At the end of 2020, along with Reesema and Titus van Dijk he founded the media company Tonny Media that primarily produces podcasts, including Geuze & Gorgels and Marc–Marie & Aaf vinden iets since January 2021.

=== Television ===

==== WNL (2018–2020) ====
The first television program that Schimmelpenninck made was De Opvolgers for WNL in 2018. In that year, he was the winner of the TV quiz De Slimste Mens. From January 9, 2020, until the end of August of that year, he presented the NPO talk show Op1 on Thursday evenings with Welmoed Sijtsma. He was succeeded by Jort Kelder. Before and after that, he was a regular guest on talk shows such as Beau, De Wereld Draait Door, and Jinek.

In addition to his work on Op1, Schimmelpenninck made a season of Dragons' Den on NPO 1 from April 2020, in which aspiring entrepreneurs pitch their own businesses to a group of investors. Jort Kelder was also his successor here.

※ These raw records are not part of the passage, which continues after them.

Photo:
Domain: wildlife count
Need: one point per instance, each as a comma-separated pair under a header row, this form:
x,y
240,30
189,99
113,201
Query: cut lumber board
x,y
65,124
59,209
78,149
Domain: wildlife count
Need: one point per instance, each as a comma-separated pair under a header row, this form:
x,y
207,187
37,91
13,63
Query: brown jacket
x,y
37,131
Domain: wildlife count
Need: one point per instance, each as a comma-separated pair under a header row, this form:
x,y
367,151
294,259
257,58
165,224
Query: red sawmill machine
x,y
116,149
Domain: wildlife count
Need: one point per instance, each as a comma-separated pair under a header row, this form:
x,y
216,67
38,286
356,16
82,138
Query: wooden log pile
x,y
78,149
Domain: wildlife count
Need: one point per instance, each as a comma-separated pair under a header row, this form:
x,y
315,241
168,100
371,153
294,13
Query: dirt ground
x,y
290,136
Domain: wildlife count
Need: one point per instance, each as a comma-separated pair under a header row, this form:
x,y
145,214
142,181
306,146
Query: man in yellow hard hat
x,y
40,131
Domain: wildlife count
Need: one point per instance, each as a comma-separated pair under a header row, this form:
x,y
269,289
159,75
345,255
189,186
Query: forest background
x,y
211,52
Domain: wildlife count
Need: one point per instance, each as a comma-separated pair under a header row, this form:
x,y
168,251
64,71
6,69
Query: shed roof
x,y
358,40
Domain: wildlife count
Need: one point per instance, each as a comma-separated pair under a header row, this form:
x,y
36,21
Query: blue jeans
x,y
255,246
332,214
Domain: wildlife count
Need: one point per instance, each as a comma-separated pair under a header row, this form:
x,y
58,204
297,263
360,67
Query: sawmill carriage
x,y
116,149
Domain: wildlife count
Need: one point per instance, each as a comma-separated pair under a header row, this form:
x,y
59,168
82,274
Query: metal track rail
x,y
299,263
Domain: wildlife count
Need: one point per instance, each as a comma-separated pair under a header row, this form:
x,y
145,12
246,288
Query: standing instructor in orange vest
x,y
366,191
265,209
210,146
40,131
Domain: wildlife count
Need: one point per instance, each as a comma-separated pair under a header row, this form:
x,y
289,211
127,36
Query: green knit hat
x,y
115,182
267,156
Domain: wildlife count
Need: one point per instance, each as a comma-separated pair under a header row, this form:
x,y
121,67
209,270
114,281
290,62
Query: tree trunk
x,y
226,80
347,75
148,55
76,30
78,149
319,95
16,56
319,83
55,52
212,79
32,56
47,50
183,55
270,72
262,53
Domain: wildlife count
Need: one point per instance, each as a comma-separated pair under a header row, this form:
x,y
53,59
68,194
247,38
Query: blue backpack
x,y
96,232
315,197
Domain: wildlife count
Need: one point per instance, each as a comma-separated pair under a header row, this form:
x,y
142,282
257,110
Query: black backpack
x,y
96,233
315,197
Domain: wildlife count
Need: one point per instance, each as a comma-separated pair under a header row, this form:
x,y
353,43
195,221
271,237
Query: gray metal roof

==== VPRO (2020–present) ====
Together with Thomas Erdbrink, Northern Europe correspondent for The New York Times, Schimmelpenninck made a one-time special in 2020 about the Swedish approach to the Coronavirus pandemic: Zweden doen het anders (Sweden does it differently). In 2021, Schimmelpenninck developed the program Sander en de Kloof (Sander and the Divide), which aired on television in 2022. The program was nominated for a Televizierring award in the 'Impact' category.

== Filmography ==

| Year | Title | Channel | Role |
|---|---|---|---|
| 2018 | De Opvolgers | NPO 2 (WNL) | Host |
| 2020 | Op1 | NPO 1 (WNL) | Host |
| 2020 | Dragons' Den | NPO 1 (WNL) | Host |
| 2020 | Zweden Doen Het Anders | NPO 2 (VPRO) | Host |
| 2021 | Sander en de kloof | NPO 3 (VPRO) | Host |
| 2022 | College Tour | NPO 2 (KRO-NCRV) | Guest |

== Bibliography ==

- 2019: Elite gezocht; Prometheus – with Ruben van Zwieten.
- 2023: Sander en de brug: Vijf voorstellen voor een eerlijker Nederland; De Correspondent.